UT Dallas engineering students conceived of the solar car project as part of a senior design course. During the summer Solar Car Camp, the University students became project managers, overseeing the campers’ work and providing technical assistance.”
Matthew Westbrook, a UT Dallas mechanical engineering student and intern with SEEC, demonstrated proper solar car driving techniques.
The camp gave UT Dallas electrical engineering student Seon Jae Kim his first experience in a project-management role. He provided information about electrical and computer systems and advised students how to work with the solar panels.
“I was nervous at first, but now I feel really comfortable with the group, and I love it,” Kim said. “Solar panel technology is related to my research area – nanotechnology – so I was excited about working on this project.”
Mechanical engineering student Matthew Westbrook is an intern with SEEC, and has previously designed projects for young children to help them understand specific concepts. “This is a bit more intensive, and they did a very good job,” said Westbrook, who helped ensure the solar-car campers worked safely.
After the camp, the vehicle will remain at UT Dallas, where University students will continue to work on it for possible entry in future solar car events.
Sam Tunnell, a camp participant who will be a sophomore at Denton High School in the fall, said the most challenging part of the project was effective communication among team members.
“We had to learn all the tricks of the trade and about the tools we were using, like how to weld, how to solder and how to use different kinds of drills,” said Tunnell, who has aspirations of becoming an aerospace engineer.
Dr. Ken Berry (center), who directed the Solar Car Camp, was aided by UT Dallas engineering students (from left) David Cobb, Zewdu Derso, Matthew Westbrook, Seon Jae Kim and Nikkan Yadegary.
“But it was really hard communicating information to each other. We were all getting very frustrated, but we learned to deal with it.”
Berry said so-called 21st-century workforce skills are often the most difficult for students to grasp.
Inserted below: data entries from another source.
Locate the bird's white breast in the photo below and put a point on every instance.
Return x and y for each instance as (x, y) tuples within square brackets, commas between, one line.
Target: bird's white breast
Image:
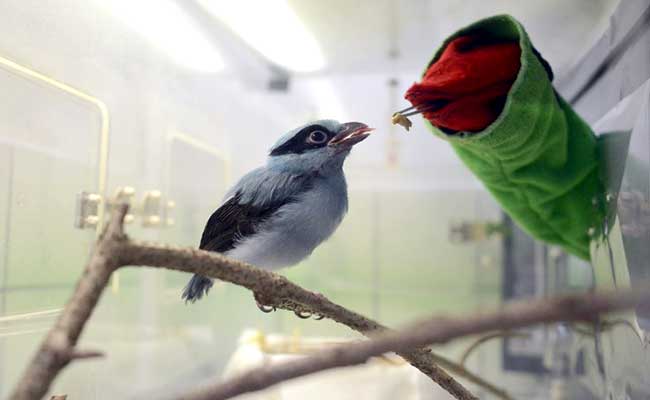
[(297, 228)]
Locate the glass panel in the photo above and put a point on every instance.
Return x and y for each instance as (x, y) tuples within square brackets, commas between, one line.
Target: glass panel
[(49, 142)]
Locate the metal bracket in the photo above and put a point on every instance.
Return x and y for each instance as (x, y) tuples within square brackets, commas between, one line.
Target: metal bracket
[(87, 210)]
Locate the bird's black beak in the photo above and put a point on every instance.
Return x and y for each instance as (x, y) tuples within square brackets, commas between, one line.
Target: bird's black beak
[(350, 134)]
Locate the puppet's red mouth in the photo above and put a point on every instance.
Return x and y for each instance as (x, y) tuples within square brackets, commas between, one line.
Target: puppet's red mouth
[(466, 88)]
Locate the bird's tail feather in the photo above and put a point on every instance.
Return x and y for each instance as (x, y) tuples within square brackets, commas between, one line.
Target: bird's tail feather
[(196, 288)]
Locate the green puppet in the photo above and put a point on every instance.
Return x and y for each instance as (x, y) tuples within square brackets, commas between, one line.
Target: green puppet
[(488, 92)]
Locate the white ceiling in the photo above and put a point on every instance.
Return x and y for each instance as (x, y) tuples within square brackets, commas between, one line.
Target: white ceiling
[(357, 36)]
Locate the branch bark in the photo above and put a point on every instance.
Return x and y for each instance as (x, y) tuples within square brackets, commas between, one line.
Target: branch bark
[(435, 330), (114, 250)]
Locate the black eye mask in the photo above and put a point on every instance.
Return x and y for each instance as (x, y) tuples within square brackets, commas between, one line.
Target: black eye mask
[(300, 142)]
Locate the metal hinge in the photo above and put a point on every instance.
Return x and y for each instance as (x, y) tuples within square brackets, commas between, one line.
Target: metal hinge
[(151, 211), (87, 207)]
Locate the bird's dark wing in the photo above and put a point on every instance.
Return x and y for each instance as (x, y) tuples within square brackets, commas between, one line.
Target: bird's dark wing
[(233, 221)]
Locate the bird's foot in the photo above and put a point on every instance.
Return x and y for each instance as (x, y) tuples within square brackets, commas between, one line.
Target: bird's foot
[(263, 304), (265, 308), (302, 314)]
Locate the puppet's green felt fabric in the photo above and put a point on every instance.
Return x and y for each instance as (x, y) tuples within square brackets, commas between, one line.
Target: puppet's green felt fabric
[(538, 158)]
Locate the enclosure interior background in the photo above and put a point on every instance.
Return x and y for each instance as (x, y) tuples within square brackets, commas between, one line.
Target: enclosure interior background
[(183, 127)]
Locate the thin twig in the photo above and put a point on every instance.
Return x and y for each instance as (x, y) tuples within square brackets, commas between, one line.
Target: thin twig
[(114, 250), (585, 308)]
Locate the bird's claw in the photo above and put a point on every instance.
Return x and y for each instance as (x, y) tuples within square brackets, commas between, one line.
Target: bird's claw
[(265, 308), (302, 314)]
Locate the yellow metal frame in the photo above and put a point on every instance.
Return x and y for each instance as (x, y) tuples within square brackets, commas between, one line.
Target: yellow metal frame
[(94, 101)]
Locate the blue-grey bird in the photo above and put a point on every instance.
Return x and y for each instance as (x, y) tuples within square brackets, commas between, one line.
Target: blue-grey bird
[(276, 215)]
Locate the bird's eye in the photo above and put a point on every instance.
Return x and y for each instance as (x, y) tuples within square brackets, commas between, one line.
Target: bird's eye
[(317, 137)]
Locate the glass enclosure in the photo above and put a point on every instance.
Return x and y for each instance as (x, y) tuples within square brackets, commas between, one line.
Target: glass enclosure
[(167, 103)]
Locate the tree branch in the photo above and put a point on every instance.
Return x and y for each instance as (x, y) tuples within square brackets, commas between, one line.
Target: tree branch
[(114, 250), (585, 307)]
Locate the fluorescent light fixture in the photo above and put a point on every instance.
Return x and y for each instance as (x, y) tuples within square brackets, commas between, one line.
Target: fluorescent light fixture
[(273, 29), (170, 29)]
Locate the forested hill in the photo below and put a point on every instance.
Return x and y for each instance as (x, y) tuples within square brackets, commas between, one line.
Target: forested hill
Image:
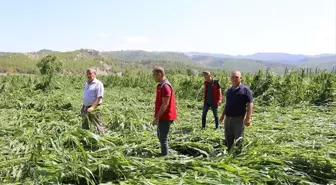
[(177, 62)]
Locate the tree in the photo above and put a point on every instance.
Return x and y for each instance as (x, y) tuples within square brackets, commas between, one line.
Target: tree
[(48, 67)]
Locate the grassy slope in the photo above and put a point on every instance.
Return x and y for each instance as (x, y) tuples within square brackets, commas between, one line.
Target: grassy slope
[(292, 145), (79, 60)]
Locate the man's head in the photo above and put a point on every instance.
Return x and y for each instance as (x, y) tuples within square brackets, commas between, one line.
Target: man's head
[(91, 74), (207, 76), (235, 78), (158, 74)]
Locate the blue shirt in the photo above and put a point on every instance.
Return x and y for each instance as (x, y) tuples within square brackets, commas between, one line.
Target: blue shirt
[(92, 91), (236, 100)]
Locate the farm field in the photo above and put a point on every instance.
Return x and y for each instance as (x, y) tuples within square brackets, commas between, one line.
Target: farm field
[(291, 141)]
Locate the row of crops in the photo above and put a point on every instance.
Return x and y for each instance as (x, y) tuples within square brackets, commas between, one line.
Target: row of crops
[(291, 141)]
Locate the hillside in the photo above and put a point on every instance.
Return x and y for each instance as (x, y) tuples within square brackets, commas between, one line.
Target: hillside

“As a teacher, I have learned that teamwork, communication and project planning are among the hardest things for students to understand,” said Berry, who had never built a solar car before this summer’s camp. “Project planning is really critical and incredibly difficult, to be able to figure out what’s going to happen next and have everything prepared in the correct order. Our UT Dallas students also are learning this lesson.”
At the heart of the solar-powered car is a go-cart chassis, which the students modified and outfitted with four solar panels provided by Texas-based 1SolTech.
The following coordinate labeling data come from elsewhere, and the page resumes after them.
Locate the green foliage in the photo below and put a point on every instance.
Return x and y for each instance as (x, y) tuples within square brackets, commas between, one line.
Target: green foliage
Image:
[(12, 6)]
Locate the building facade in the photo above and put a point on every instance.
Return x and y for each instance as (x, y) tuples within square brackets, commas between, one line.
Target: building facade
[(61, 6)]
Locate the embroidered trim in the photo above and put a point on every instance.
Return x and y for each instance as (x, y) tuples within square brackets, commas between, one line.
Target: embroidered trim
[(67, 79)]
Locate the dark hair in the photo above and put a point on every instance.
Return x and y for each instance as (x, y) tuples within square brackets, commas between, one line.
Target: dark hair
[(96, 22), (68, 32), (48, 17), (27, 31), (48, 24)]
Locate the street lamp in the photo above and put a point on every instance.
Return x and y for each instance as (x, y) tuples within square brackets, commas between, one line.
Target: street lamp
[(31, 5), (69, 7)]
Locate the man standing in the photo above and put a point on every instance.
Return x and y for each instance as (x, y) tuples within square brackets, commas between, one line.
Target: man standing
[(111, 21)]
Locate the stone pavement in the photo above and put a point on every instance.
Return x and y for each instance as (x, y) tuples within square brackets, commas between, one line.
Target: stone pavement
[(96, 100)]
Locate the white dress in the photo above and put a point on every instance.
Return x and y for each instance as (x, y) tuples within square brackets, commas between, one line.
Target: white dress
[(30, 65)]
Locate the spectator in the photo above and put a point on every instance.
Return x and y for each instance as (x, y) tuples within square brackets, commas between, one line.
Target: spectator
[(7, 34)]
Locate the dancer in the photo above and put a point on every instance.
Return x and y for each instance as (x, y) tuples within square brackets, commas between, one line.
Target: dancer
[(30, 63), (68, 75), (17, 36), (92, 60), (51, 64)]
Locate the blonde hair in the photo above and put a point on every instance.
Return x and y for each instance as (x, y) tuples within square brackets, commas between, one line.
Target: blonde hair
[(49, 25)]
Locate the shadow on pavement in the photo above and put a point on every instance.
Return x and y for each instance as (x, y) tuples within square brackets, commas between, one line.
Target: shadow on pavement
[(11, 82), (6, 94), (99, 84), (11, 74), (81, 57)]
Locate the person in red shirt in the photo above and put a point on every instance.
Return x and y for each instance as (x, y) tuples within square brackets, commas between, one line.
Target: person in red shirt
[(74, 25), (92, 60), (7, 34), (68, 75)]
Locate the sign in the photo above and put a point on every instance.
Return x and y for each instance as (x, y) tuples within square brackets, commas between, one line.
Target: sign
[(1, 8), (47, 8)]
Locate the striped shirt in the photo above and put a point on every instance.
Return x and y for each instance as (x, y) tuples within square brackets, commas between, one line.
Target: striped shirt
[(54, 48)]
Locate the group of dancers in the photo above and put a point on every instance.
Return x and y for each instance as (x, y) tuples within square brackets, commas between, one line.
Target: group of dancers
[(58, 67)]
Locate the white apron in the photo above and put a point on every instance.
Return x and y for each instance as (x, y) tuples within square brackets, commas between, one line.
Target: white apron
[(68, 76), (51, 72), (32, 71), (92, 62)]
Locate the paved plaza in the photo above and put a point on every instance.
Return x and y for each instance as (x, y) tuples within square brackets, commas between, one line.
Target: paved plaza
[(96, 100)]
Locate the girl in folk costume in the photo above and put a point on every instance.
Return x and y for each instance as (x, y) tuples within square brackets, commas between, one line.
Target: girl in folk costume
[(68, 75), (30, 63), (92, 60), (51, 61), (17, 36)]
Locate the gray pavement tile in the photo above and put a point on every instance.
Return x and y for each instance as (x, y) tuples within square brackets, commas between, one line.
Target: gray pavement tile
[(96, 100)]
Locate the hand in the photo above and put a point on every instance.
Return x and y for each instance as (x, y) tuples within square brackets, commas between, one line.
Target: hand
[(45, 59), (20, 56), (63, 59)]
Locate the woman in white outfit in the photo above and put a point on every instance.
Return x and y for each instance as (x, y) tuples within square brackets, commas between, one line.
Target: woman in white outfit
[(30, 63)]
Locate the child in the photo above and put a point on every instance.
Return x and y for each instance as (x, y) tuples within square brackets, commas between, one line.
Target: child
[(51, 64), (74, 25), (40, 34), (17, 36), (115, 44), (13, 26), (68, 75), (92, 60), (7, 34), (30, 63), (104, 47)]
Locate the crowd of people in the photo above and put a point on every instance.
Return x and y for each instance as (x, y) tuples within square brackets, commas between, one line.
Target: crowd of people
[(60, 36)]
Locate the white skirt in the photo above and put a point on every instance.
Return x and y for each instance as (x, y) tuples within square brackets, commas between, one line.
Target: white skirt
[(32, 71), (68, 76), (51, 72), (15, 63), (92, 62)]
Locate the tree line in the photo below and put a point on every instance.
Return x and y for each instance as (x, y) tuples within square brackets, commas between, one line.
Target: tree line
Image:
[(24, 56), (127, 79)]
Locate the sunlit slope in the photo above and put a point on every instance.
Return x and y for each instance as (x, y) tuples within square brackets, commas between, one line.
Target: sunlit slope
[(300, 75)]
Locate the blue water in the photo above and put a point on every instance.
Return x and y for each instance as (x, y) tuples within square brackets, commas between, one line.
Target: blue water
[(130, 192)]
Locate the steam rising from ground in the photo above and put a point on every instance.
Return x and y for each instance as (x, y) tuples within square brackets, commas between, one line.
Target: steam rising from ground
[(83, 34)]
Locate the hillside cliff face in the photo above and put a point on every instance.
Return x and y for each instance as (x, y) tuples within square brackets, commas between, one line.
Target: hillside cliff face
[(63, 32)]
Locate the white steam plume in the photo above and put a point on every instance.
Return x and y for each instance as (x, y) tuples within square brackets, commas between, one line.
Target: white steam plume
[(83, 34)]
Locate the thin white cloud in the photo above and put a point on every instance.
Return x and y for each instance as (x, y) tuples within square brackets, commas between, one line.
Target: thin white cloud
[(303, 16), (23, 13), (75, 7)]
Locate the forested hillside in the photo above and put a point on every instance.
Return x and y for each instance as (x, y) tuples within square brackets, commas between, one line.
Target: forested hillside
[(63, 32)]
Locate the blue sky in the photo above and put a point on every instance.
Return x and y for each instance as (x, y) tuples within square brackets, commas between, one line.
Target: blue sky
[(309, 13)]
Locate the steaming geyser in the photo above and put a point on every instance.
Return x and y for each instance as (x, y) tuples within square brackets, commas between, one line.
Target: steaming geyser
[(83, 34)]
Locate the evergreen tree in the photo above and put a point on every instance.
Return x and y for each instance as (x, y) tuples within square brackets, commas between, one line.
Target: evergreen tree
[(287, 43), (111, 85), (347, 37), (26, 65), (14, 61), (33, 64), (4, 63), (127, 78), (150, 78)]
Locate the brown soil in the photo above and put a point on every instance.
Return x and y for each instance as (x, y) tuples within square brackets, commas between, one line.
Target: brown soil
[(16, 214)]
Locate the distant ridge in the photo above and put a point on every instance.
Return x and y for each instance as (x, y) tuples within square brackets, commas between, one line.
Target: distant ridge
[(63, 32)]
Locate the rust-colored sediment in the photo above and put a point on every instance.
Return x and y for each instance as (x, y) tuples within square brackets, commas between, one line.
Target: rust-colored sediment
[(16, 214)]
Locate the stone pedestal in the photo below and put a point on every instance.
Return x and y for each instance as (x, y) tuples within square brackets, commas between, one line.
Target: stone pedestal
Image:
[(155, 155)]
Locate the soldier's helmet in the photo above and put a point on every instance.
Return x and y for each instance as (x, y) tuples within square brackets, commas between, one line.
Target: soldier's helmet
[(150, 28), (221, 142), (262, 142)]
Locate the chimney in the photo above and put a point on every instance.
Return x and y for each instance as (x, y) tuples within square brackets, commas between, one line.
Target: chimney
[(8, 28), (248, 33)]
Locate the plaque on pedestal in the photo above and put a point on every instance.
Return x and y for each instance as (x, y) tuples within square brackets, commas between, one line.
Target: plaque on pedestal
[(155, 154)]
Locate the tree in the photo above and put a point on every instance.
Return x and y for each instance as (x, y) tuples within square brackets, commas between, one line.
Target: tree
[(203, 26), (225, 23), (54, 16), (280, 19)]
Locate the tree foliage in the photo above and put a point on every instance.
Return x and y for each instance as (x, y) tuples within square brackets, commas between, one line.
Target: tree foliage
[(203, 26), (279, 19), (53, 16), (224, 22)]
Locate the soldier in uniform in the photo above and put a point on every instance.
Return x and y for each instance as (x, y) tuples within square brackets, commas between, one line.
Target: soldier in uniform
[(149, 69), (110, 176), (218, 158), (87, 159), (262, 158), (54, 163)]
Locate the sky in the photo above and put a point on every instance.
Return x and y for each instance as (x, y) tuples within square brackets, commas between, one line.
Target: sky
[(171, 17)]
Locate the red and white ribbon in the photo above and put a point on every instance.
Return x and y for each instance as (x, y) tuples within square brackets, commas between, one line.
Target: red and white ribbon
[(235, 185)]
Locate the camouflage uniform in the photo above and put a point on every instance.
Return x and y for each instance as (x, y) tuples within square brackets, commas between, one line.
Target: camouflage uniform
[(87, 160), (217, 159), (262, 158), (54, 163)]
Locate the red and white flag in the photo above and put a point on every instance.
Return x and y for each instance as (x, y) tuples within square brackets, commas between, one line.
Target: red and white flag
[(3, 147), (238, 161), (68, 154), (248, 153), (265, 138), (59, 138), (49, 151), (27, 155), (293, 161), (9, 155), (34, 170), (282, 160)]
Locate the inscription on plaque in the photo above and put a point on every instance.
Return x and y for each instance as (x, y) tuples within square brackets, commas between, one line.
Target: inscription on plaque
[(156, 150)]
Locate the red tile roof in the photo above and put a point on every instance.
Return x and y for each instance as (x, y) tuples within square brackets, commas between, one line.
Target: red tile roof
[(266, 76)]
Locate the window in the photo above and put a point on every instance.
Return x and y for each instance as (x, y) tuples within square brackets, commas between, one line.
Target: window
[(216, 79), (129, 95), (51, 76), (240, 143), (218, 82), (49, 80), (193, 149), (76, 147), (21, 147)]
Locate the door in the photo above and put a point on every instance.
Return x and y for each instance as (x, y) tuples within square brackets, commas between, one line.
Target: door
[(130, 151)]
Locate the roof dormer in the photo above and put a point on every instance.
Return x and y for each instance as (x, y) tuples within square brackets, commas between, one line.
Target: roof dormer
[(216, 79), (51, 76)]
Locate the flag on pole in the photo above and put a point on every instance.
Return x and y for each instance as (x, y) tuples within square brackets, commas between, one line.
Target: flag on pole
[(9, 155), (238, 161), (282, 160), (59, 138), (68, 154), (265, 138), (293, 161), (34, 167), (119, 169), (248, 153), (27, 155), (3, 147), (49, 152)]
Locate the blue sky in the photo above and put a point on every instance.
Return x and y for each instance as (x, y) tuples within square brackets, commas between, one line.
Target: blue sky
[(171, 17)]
Gwartney said she is excited about the learning opportunities a solar car project will offer her students.
“I was amazed to see how Dr. Berry incorporated chemistry, physics and engineering,” said Gwartney, a 22-year teaching veteran whose students have competed successfully in robotics competitions, including at the 2012 FIRST Championship. “For my senior students it will really bring home all the sciences we cover, plus they’ll learn about alternative energy sources. As an overall project, it’s the way to go.”